In the first six months of this year, 321 businesses failed, compared to 209 in the same period last year. The second quarter saw a 55% rise in insolvencies compared to Q2 2022.

Over the past 12 months, the rate of business failures has reached 25 companies per 10,000, a notable increase from the historic low of 14 per 10,000 at the end of 2021. However, overall business failure rates in Ireland still remain relatively low. Prior to the pandemic, the insolvency level stood at 36 per 10,000 in 2019.

PwC predicts that business failure rates are likely to further increase in the coming year, particularly as the Revenue’s Debt Warehousing Scheme unwinds.

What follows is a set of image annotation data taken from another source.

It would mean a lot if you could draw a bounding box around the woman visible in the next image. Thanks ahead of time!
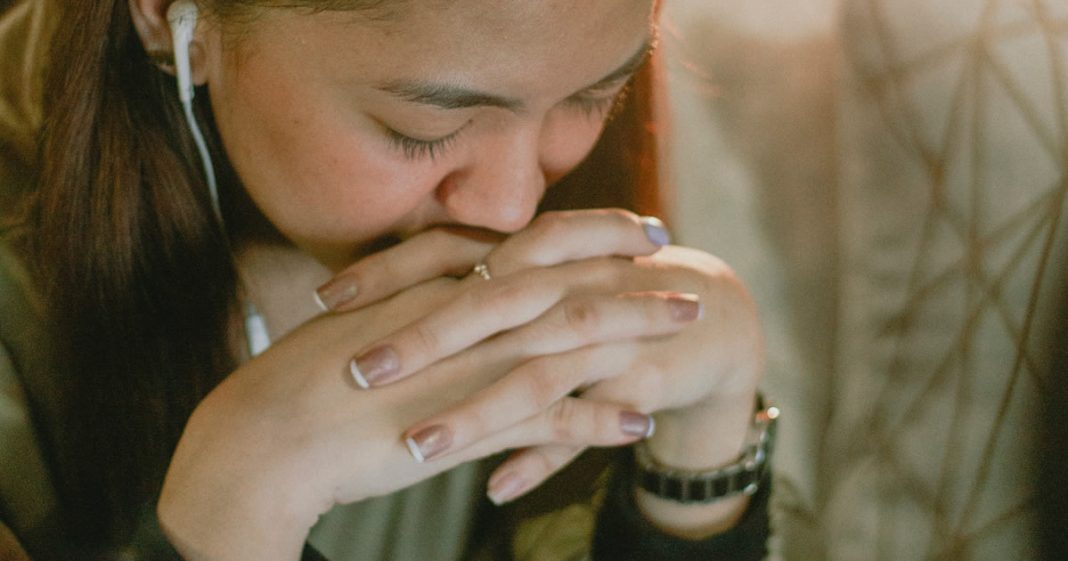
[3,0,764,560]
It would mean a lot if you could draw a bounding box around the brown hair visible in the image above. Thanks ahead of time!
[30,0,657,547]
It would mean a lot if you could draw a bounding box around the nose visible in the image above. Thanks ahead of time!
[438,126,546,233]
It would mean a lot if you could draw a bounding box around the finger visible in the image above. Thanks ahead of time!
[404,344,635,461]
[349,286,702,388]
[314,228,499,312]
[485,208,671,277]
[486,445,585,504]
[435,398,656,463]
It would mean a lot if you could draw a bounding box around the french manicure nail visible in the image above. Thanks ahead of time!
[348,345,401,389]
[315,272,360,312]
[641,216,671,247]
[405,424,453,464]
[619,411,657,438]
[668,294,705,323]
[486,472,527,507]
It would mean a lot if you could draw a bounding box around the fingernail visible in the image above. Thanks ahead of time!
[619,411,657,438]
[668,294,705,323]
[315,272,360,312]
[405,424,453,464]
[641,216,671,247]
[348,345,401,389]
[486,472,527,507]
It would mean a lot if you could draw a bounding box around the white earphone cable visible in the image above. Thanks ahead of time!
[167,0,270,357]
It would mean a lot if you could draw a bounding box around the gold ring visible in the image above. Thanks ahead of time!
[471,262,493,280]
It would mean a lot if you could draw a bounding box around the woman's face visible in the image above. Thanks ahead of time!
[205,0,653,268]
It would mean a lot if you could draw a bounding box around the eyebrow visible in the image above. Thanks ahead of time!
[377,37,655,112]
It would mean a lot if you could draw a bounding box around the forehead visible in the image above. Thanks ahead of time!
[227,0,653,93]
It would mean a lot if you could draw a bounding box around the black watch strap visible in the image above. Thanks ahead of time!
[634,398,779,503]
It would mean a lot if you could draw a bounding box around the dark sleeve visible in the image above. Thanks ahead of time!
[300,543,327,561]
[592,457,771,561]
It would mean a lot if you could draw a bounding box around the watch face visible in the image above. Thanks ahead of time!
[634,399,780,503]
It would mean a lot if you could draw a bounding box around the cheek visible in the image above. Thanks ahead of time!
[541,110,604,184]
[217,70,437,245]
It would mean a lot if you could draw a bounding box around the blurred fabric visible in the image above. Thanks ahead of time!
[663,0,1068,561]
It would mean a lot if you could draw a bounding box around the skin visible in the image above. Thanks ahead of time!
[130,0,761,559]
[204,0,651,270]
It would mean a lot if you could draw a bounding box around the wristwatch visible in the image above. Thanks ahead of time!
[633,395,779,503]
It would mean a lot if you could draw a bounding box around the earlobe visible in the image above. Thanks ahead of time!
[129,0,207,85]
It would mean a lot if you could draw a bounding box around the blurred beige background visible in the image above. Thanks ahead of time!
[663,0,1068,561]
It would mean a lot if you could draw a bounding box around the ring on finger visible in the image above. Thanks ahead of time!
[471,261,493,280]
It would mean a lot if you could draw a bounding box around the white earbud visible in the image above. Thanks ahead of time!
[167,0,270,357]
[167,0,198,103]
[167,0,222,225]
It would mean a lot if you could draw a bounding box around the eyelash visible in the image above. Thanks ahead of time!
[567,84,630,122]
[387,84,630,161]
[387,127,466,161]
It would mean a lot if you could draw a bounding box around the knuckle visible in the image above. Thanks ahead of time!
[409,322,441,355]
[522,360,560,411]
[482,278,528,314]
[549,400,581,442]
[600,208,642,228]
[563,298,603,338]
[530,448,560,476]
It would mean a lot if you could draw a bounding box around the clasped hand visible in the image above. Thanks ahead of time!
[158,211,761,559]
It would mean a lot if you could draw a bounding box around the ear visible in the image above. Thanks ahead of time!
[129,0,207,85]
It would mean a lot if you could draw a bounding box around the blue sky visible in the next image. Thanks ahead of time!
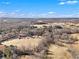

The report highlights that more than 6,000 companies that participated in the scheme still owe €1.9 billion and will need to establish phased payment agreements with the Revenue by May 2024. Recently, the Revenue announced that 510 eligible companies under the tax debt warehousing scheme have been liquidated in recent years, leaving over €55 million of tax debt outstanding (with €50 million of this being warehoused).

PwC anticipates that the number of liquidations will rise as the May 2024 deadline approaches. The total warehoused debt represents around 2.5% of the projected total exchequer receipts for 2023. Additionally, 57,000 companies owe a combined total of €0.3 billion, with an average debt of €5,000.

According to PwC, the arts, entertainment, and recreation sector experienced a failure rate nearly three times the national average over the past year, with an annual failure rate of 63 per 10,000 businesses. The health and hospitality sectors followed closely behind, with annual failure rates of 48 and 41 per 10,000 businesses, respectively.

Ken Tyrrell, Business Recovery Partner at PwC Ireland, attributed the increase in business failures mainly to cost inflation, rising interest rates, and legacy debt accumulation. He noted that lender enforcement remains low, and with many companies participating in the Revenue’s Debt Warehousing Scheme, it is expected that businesses will turn to formal restructuring processes such as examinership and SCARP (Scheme of Arrangement for Creditors and Partnerships) to address legacy debts.